Bilal Erdoğan, "İslam alemi olarak bir sefaletle, yoklukla ve yoksullukla da mücadele verdiğimiz bir gerçektir. Bunu yaşarken İslam ülkeleri arasında da ciddi gelir dağılımı adaletsizliklerinin olduğunu görmek zorundayız. Bir tarafta çok zengin İslam ülkeleri var öbür tarafta günlük 2 dolar 20 sent sınırının altında ciddi nüfus yoğunluğu olan İslam ülkeleri var. Bu adaletsizliği gidermemiz gerekiyor. Çünkü İslam dininin beş esasından birisi zekattır" diyor.

Piyasacı ve gericilerin “olmaz, olmamalıdır” iddiası da “olduğuna dair” gerçekler de yüzyıllardır sürüp geliyor. 

Zengin ve yoksul ülkeler kıyaslaması yapıp, o ülkeler içindeki adaletsizlikleri gözardı eden oğul Erdoğan’ı düzelterek söylersek, bir tarafta niceliksel olarak azınlıkta olan zenginler öbür tarafta da çoğunlukta olan yoksullar var. 

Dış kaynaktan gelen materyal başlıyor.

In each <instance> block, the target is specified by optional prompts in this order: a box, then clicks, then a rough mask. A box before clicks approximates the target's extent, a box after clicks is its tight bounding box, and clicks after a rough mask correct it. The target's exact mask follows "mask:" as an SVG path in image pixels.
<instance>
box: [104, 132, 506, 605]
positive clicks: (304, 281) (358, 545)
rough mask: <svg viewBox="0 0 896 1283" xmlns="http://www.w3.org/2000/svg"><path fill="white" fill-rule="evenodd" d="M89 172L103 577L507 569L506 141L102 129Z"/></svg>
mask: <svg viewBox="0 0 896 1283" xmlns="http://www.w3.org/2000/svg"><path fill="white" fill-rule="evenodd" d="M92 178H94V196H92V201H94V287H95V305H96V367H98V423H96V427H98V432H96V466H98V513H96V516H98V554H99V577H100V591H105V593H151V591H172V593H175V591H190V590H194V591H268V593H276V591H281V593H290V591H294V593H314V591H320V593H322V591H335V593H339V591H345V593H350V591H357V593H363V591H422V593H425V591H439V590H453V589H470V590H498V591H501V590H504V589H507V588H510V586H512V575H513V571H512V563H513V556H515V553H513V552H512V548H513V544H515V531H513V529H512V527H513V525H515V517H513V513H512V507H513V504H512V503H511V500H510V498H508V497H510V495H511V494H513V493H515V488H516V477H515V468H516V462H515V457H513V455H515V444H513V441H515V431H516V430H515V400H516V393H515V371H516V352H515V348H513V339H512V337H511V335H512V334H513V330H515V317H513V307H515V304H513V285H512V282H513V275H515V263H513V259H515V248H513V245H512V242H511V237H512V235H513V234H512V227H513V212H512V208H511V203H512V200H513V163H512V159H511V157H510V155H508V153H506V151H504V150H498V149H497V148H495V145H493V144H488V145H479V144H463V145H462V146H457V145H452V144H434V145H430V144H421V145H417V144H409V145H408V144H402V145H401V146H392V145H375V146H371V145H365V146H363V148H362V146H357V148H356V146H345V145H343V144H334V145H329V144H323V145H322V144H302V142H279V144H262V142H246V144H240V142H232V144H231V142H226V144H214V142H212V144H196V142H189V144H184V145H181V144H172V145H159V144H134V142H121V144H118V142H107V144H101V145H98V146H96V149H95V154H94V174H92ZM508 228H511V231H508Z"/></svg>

Sömürü, soykırım, husumet, adaletsizlik, gelir dağılımı çarpıklığı artarak devam ediyor. Bu, yaşam gerçeğini dinselliğe, dinsellikle birlikte de şovenizme, coğrafyaya ve ülke sınırlarına bağlayan zihniyet de iddiasında ısrar ediyor.

Buldukları tek yol zekat, sosyal yardım, bağış… 

Sömürü düzeni aynen devam edecek, zenginler daha da zengin olacak, din kardeşliği diye diye sınıfsallık unutturulacak, aydınlanma gericilik tarafından örümcek ağı gibi sarılacak, bilim sermaye sınıfına hizmet ettikçe var edilip hurafelere ve cinlere mahkum yaşatılacak, adalet de güçlünün elinden dağıtılacak. İstedikleri bu. 

“Sömürünün olmadığı sömürü düzeni” yalanı bilimin, toplumsal gelişme dinamiklerinin, tarihsel materyalizmin ve sınıfların unutturulduğu mistik bir dünyayla masal olarak anlatılır ki AKP düzeninin gaza bastığı yer de burası.

Devlet diyanet işleriyle özleştirildi. Her yöneticinin yanına bir imam oturtulacak,  genişletilen ve yaygınlaştırılan zorunlu arabuluculuk müessesinde de toplantılarda imam bulundurulma zorunluğu getirilecek dersek eğitimin içine itildiği gericilik batağı yanında bunlar hiç de abartılı olmaz. 

Dahası da var, nikahı müftüler ve imamlar kıyarken yargılamalarda imam zorunluluğu getirilirse hiç şaşılmasın. Patronlara karşı açılan davalarda müftü zorunluluğu da getirilebilir emekçiye baskı için.

Oysa yargıyı güdümlerine aldıkları halde bir yandan da kaybetmeye devam ediyorlar. Aydınlanma mücadelesi sürüyor, sürecek. Zorunlu din dersi dayatmasında bir karar daha kesinleşti, bir mücadele daha kazanıldı.

Yalnızca iktidar değil düzen muhalefeti de dinsellikten yararlanmaya devam ettiği için bu tür mücadelelere bırakın destek vermeyi sırtlarını dönüyorlar. Bazen hızlı bazen yavaş mansurlaşmak da kapitalist düzenle özdeşleşmenin uzantısı.  

Kapitalizmin özü sömürü, sömürdükçe doymamak… Sıkışınca dine sarılır, sıkışınca savaş çıkarırlar. Sığındıkları liman din, bildikleri formül zekat, şükür, şeytan ve öteki dünyanın cennet cehennemi…

Kirletirler kirletirler, arada bir çevre derler, sıfır atık derler; emekçi halkı aptallaştırırlar, ahlak derler.   

Amaç açık: dini örgütleyip toplumsal yaşama, siyasete ve devlete yerleştirerek emekçileri kul yapmak, sınıflı toplumu sınıfsız gibi göstermek, aydınlanmayı ve sınıfsal mücadeleyi kırmak. 

Devletiyle, iktidarıyla ve muhalefetiyle bilimi ve emeği satın almaya kalkan kapitalizmin laikliği ve sosyalliği kendi çıkarına dayanma noktasına kadar. Sonrası yok. 

Emeğin gücü korkutuyor onları… İşçi sınıfının dinci kuşatmadan kurtulmasından, devrimci mücadeleye ve sosyalizme verdiği emekten korkuyorlar.